Something Really Unusual Is Happening

american-dream-0904-01a An op-ed in today's New York Times in the form of an AIG resignation letter, and an article in this month's Vanity Fair, re-evaluating the American Dream, raise questions rather than offering overly simplistic answers.  Most interesting question: What do people think the Dream is?  If it's changing the world, then Dr King and Donald Trump could both be seen as people who achieved it, in spite of the wide qualitative chasm between the meanings of their lives.  If it's winning a popularity contest, then let's take Barack Obama and Jennifer Hudson too.  Throw in a little Lance Armstrong and any number of other folk known for triumph over adversity and you've got your American Dream right there.  Although if you look at the amazing photographs from the 1950s in the VF article you're quickly reminded that until not so long ago the Dream was nothing more than home ownership, a mid-sized family, and all the Coke you could drink.

Was the American Dream always about one man making it big for himself and his family? (Let's not pretend that it was a gender-neutral dream.) Or was there something a little more, dare we say it, 'communitarian' going on under the surface?  Think about the Old West - whose colonisation was certainly one of the earliest incarnations of the Dream...Sure, people killed each other in the race to the frontier, but they may also have met each other's needs - shelter for the night, food when it was needed; people ultimately defining their units of concern more widely than a mythical nuclear family which did not yet exist.
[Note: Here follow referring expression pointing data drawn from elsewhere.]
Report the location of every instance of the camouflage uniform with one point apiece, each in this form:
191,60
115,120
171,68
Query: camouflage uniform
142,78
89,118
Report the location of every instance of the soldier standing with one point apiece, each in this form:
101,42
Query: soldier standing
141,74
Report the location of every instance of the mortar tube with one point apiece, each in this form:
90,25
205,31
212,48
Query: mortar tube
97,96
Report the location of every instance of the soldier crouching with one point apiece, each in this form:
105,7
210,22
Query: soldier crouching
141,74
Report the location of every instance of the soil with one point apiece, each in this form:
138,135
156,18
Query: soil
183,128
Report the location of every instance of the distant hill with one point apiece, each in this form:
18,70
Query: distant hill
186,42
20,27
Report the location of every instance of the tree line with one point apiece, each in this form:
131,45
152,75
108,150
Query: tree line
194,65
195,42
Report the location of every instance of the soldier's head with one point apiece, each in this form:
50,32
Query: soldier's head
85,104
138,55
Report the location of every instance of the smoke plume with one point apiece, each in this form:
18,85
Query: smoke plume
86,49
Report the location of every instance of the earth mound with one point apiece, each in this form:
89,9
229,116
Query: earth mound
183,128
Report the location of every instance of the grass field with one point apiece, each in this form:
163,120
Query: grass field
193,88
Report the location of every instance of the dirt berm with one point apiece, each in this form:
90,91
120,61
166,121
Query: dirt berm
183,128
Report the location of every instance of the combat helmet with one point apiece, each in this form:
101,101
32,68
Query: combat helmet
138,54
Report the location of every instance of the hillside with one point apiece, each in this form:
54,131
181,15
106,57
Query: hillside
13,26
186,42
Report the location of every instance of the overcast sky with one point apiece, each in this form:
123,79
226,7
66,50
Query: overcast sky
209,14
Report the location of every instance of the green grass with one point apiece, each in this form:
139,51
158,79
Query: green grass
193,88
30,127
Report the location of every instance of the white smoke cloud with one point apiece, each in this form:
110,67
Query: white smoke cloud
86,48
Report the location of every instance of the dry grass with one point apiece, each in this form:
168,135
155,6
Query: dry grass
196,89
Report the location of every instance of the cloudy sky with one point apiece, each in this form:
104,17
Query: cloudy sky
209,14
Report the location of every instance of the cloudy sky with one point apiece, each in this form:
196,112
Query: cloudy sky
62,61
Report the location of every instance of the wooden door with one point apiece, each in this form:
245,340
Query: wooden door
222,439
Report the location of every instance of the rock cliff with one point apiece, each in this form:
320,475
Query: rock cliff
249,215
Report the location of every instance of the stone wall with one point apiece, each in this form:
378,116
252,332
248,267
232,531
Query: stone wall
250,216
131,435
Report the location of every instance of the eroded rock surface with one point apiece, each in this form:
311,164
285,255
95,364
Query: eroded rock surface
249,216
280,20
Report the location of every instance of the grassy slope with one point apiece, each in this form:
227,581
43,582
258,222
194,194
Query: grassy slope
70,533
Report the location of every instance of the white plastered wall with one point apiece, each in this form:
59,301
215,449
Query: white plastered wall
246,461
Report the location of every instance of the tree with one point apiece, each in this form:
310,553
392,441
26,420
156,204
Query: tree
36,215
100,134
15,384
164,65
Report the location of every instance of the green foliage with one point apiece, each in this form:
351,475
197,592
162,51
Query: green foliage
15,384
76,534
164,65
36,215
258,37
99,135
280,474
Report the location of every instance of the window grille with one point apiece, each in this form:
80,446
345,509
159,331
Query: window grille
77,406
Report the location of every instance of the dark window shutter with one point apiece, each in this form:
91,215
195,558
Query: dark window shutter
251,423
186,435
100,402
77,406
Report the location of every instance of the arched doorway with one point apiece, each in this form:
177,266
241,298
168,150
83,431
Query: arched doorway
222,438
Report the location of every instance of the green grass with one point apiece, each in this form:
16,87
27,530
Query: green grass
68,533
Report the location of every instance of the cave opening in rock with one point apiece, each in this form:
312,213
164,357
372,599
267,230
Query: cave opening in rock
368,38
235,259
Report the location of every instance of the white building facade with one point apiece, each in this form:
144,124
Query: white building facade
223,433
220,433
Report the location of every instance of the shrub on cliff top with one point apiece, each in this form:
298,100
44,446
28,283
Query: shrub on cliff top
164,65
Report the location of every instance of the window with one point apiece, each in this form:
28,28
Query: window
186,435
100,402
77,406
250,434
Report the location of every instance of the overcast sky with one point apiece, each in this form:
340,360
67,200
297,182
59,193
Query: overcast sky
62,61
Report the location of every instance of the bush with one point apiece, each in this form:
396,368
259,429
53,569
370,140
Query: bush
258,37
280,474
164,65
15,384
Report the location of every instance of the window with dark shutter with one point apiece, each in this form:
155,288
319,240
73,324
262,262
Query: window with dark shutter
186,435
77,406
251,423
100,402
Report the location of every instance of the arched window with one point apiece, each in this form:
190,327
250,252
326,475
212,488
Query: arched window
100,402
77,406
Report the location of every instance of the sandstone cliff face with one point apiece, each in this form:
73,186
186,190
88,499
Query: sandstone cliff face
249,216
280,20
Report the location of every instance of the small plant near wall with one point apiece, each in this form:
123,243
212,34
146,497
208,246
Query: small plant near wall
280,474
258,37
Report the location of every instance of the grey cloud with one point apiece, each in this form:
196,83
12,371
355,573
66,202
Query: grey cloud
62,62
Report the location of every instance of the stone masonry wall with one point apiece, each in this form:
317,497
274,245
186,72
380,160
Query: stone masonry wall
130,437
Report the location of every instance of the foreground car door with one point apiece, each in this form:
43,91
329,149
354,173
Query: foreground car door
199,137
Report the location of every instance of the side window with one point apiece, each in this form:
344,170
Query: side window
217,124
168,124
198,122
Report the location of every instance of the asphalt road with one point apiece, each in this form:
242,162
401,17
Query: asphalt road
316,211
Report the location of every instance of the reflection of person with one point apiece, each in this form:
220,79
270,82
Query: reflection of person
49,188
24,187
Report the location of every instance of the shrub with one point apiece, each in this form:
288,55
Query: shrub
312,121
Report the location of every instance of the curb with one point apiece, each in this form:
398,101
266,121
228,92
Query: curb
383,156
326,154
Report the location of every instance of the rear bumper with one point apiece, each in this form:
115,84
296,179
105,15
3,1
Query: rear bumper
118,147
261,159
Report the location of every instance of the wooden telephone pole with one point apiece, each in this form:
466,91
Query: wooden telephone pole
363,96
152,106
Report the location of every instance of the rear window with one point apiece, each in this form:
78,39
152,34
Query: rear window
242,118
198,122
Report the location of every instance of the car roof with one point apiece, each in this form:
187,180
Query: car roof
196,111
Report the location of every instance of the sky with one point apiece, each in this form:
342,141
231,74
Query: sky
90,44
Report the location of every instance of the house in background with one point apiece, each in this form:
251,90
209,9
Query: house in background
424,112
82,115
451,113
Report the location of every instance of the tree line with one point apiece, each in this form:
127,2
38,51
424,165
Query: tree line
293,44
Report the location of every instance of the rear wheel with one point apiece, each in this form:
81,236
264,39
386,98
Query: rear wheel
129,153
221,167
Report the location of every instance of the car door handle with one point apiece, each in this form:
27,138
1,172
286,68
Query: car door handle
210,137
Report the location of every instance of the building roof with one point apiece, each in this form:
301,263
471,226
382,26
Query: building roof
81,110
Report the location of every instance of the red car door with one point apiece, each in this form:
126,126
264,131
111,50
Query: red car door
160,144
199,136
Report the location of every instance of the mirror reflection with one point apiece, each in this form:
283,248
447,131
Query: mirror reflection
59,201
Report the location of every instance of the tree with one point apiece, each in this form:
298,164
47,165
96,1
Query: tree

As for today, whatever is really going on right now, the fact that a serious conversation about the moral dimensions of economics is not only underway in public, but not considered an embarrassment in polite company, well, it's a start.  Let me add my inflation-busting two-cents with a brief hypothesis: The American Dream is dead.  The rest of the world has an American Dream: one often hidden under antagonistic sentiment toward our misunderstood fifty-state brothers and sisters.  It's a dream that America might stand for what it has done so often in literary and cinematic myths: a tune that goes something like this:

We're-All-In-This-Together

The American Dream is dead.  But that doesn't mean we can't dream a new one.